Let’s consider that most troublesome of conditions that’s much in the press – quiet quitting. Is that a thing? Really? Or actually, are we just talking about people doing the bare minimum, just trying to hang on and draw their pay cheque and keep their noses down? Well, isn’t that what a lot of people have been doing for decades, if not centuries? I wonder if we just put a new label on a condition that we have been too easily ignoring for far too long, and that’s the chronic engagement problem. So how do we as leaders better engage our people?

I was particularly looking at the largest demographic (over 65%) in the workforce in my own research, and that’s Generation Y or Millennials, and what might keep them engaged at work and actually allow them to give more discretionary effort than they ever have before, and I found that engagement has to do with mainly three things.

One is giving them development opportunities and naming those development opportunities explicitly. In other words, if we give people projects, do we actually tell them that this is a development opportunity for these reasons?  When they are shadowing, or attending international secondments or placements, are we explicit about how and why those are development opportunities? Do we give our people mentoring? Most of the things I’ve mentioned are free or inexpensive.
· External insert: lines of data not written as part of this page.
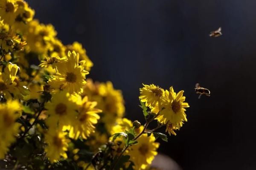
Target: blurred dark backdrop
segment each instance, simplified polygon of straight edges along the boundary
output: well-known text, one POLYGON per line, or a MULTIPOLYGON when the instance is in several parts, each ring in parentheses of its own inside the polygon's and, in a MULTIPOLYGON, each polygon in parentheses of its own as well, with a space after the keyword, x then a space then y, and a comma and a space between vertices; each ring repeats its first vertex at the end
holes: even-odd
POLYGON ((185 91, 188 122, 160 152, 184 170, 256 169, 256 1, 28 1, 64 44, 82 43, 89 76, 122 89, 128 118, 143 120, 143 82, 185 91), (197 82, 210 97, 198 99, 197 82))

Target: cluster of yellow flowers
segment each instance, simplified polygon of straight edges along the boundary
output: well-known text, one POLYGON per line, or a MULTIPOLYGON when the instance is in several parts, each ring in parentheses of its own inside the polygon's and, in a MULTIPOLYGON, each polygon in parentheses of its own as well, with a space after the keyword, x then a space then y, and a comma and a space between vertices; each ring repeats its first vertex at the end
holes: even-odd
POLYGON ((81 45, 63 45, 34 14, 23 0, 0 0, 0 159, 32 169, 149 168, 156 139, 167 140, 155 131, 176 135, 187 121, 183 91, 143 85, 146 123, 133 122, 121 91, 86 78, 93 64, 81 45))

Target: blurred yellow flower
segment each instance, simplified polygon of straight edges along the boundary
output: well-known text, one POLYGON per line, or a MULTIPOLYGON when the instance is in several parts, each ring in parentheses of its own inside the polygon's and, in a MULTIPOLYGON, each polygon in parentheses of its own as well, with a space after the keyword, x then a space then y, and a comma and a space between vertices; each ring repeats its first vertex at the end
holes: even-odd
POLYGON ((137 144, 129 147, 127 154, 134 163, 134 170, 144 170, 151 164, 157 154, 156 150, 159 147, 159 143, 155 141, 153 135, 148 137, 146 134, 144 134, 138 139, 137 144))
POLYGON ((20 124, 16 120, 21 115, 21 106, 17 100, 0 104, 0 159, 3 159, 9 147, 15 141, 20 124))
POLYGON ((72 44, 67 45, 66 47, 66 53, 69 51, 74 51, 76 53, 79 54, 81 57, 80 60, 84 60, 86 61, 86 67, 84 68, 86 71, 90 71, 91 67, 93 66, 93 63, 86 54, 86 51, 83 48, 82 45, 76 41, 73 42, 72 44))
POLYGON ((67 133, 53 129, 45 134, 45 142, 48 144, 45 151, 52 163, 60 159, 61 156, 65 159, 67 158, 66 151, 70 140, 66 138, 66 135, 67 133))
POLYGON ((161 123, 166 124, 169 122, 173 126, 179 129, 183 121, 186 122, 185 108, 189 107, 188 103, 184 102, 185 97, 183 96, 184 91, 180 91, 177 94, 172 87, 170 91, 166 91, 165 96, 163 99, 164 109, 160 112, 159 116, 156 119, 161 123))
POLYGON ((6 23, 12 25, 16 15, 17 6, 15 0, 0 0, 0 16, 6 23))
POLYGON ((76 101, 72 100, 67 91, 62 91, 52 95, 51 102, 45 105, 45 108, 49 117, 46 120, 47 124, 52 128, 57 125, 62 128, 64 125, 73 125, 77 116, 76 101))
POLYGON ((67 61, 56 63, 58 71, 48 83, 53 88, 65 89, 70 94, 82 93, 86 83, 85 75, 89 72, 79 65, 79 54, 75 51, 69 51, 67 59, 67 61))

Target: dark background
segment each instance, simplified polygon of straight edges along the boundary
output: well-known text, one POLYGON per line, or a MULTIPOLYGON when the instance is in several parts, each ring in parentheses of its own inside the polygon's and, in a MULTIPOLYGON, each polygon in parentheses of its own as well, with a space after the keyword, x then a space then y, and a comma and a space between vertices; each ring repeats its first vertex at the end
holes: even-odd
POLYGON ((28 1, 64 44, 82 43, 89 76, 122 89, 128 118, 143 120, 143 82, 185 91, 188 122, 160 152, 184 170, 256 169, 256 1, 28 1), (210 97, 198 99, 197 82, 210 97))

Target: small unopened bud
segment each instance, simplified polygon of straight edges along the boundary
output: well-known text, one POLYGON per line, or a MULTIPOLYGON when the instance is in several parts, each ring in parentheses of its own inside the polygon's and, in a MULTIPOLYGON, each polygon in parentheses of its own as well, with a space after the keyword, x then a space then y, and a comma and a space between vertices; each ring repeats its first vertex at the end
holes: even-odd
POLYGON ((136 129, 139 128, 141 125, 141 124, 140 122, 137 120, 135 120, 134 122, 132 122, 132 125, 133 126, 135 127, 136 129))

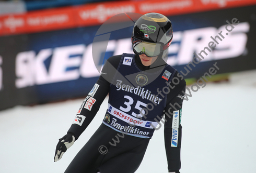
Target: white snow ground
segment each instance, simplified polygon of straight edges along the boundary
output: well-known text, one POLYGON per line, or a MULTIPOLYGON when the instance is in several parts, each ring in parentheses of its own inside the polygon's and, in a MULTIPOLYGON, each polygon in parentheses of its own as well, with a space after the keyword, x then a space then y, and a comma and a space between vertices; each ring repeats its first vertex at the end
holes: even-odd
MULTIPOLYGON (((256 172, 256 71, 207 83, 184 101, 182 173, 256 172)), ((0 112, 0 172, 63 172, 101 123, 107 100, 63 158, 53 162, 83 99, 0 112)), ((136 173, 167 172, 163 128, 155 131, 136 173)))

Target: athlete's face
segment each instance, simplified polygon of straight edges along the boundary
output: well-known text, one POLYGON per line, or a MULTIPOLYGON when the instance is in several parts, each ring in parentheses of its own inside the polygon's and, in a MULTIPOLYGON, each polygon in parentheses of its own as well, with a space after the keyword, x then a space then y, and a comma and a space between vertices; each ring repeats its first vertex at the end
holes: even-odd
POLYGON ((139 56, 142 64, 145 66, 149 66, 152 64, 156 60, 158 57, 148 57, 144 54, 142 54, 139 56))

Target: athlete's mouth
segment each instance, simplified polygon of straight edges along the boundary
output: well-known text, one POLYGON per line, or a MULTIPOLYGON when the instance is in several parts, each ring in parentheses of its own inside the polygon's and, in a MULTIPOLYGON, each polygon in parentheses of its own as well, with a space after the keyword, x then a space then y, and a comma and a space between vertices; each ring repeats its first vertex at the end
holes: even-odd
POLYGON ((150 60, 150 59, 143 59, 143 58, 141 58, 142 61, 144 61, 144 62, 148 62, 150 60))

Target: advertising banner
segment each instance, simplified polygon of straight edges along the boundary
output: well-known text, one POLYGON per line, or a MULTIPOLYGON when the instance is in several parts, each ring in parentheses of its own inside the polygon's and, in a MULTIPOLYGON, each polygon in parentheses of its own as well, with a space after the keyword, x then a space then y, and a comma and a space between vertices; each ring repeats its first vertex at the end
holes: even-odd
MULTIPOLYGON (((255 11, 254 5, 168 16, 174 31, 168 63, 185 78, 255 69, 255 11)), ((31 22, 53 23, 35 19, 31 22)), ((0 110, 85 97, 99 76, 100 62, 133 53, 131 26, 111 32, 95 64, 92 44, 99 27, 0 37, 0 110)))

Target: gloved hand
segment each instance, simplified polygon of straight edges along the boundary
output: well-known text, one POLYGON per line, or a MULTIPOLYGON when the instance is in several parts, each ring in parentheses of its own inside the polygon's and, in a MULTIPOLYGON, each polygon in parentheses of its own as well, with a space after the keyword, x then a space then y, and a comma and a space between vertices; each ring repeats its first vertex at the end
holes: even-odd
POLYGON ((67 134, 62 138, 59 139, 56 150, 55 152, 54 162, 56 162, 60 160, 64 153, 67 151, 75 142, 75 138, 74 135, 72 134, 67 134))

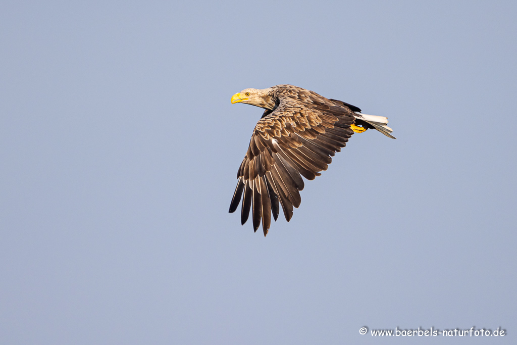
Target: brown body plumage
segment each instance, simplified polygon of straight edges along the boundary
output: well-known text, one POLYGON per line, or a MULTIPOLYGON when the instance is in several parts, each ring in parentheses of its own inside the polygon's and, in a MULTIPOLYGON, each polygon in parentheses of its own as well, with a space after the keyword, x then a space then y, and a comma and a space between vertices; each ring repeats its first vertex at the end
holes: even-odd
POLYGON ((271 213, 276 220, 280 205, 287 221, 293 207, 300 205, 301 176, 312 180, 321 175, 354 130, 375 128, 393 138, 386 118, 361 114, 356 107, 293 85, 246 89, 234 95, 232 102, 266 109, 237 172, 230 207, 230 213, 235 212, 242 198, 242 224, 251 208, 253 229, 256 231, 262 220, 264 236, 271 213))

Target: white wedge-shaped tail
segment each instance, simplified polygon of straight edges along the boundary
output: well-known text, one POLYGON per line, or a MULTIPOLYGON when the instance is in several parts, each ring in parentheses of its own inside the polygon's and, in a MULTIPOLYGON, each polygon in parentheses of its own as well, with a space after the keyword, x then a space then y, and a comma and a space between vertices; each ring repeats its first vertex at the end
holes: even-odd
POLYGON ((390 133, 393 131, 391 128, 388 127, 388 118, 385 116, 378 116, 376 115, 368 115, 362 114, 358 111, 354 112, 354 116, 356 118, 360 118, 364 122, 367 122, 373 126, 375 129, 379 131, 385 136, 396 139, 390 133))

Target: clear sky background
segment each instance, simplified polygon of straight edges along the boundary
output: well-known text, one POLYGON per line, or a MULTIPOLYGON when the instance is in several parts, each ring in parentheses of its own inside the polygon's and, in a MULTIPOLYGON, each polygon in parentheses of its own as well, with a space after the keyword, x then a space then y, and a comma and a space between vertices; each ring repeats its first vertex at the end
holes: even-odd
POLYGON ((515 343, 516 14, 2 1, 0 343, 515 343), (353 136, 265 238, 228 213, 262 114, 230 99, 278 84, 398 139, 353 136))

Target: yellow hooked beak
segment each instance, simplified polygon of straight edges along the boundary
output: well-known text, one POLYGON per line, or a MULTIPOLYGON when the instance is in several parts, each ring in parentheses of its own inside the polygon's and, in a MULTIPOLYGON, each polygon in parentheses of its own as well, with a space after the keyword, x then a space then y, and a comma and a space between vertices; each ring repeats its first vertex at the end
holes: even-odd
POLYGON ((232 104, 235 103, 238 103, 239 102, 242 102, 242 101, 245 101, 248 99, 246 97, 242 97, 240 96, 240 93, 238 92, 233 96, 232 96, 232 104))

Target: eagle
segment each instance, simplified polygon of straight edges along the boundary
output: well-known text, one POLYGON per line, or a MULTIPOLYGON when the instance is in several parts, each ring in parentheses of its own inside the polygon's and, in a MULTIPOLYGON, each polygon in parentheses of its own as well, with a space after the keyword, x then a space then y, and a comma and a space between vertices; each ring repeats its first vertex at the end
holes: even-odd
POLYGON ((302 176, 312 180, 321 175, 354 133, 376 129, 396 139, 387 117, 362 114, 355 106, 292 85, 247 88, 232 97, 235 103, 265 110, 237 172, 230 213, 242 199, 241 223, 248 220, 251 208, 253 230, 262 221, 264 236, 271 214, 275 221, 278 217, 279 205, 288 222, 293 207, 300 206, 302 176))

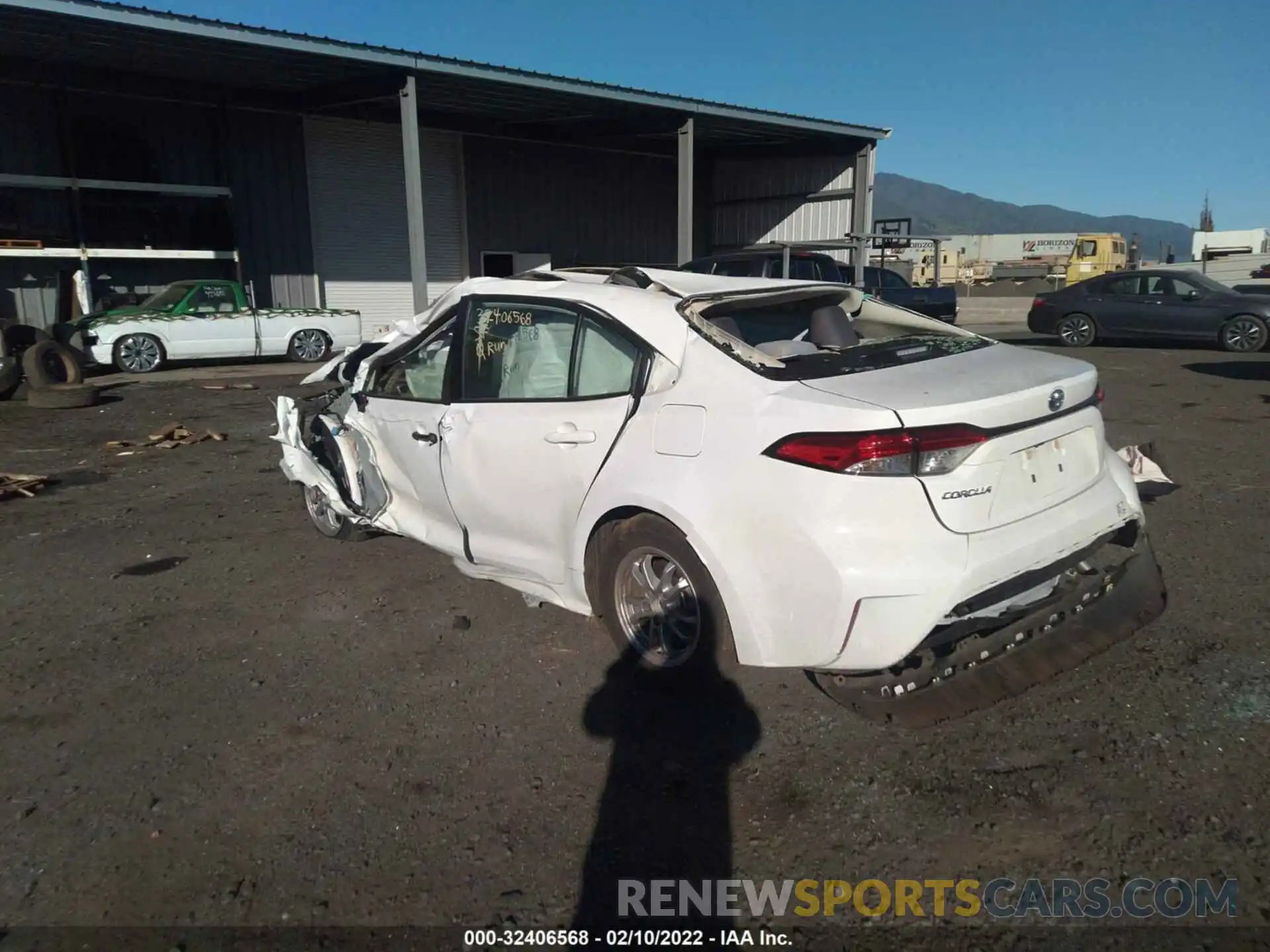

The second thing that we need to think about is culture. What is it like to work around here? What’s the experience? The two questions that Gen Y told me they wish they could ask or would have been asked in a recruitment interview are: Can I meet the team I would be working with, and can you show me where my desk will be? In other words, what they are interested in is: What are the behaviours I observe from the people around me? What they are interested in, therefore, is culture.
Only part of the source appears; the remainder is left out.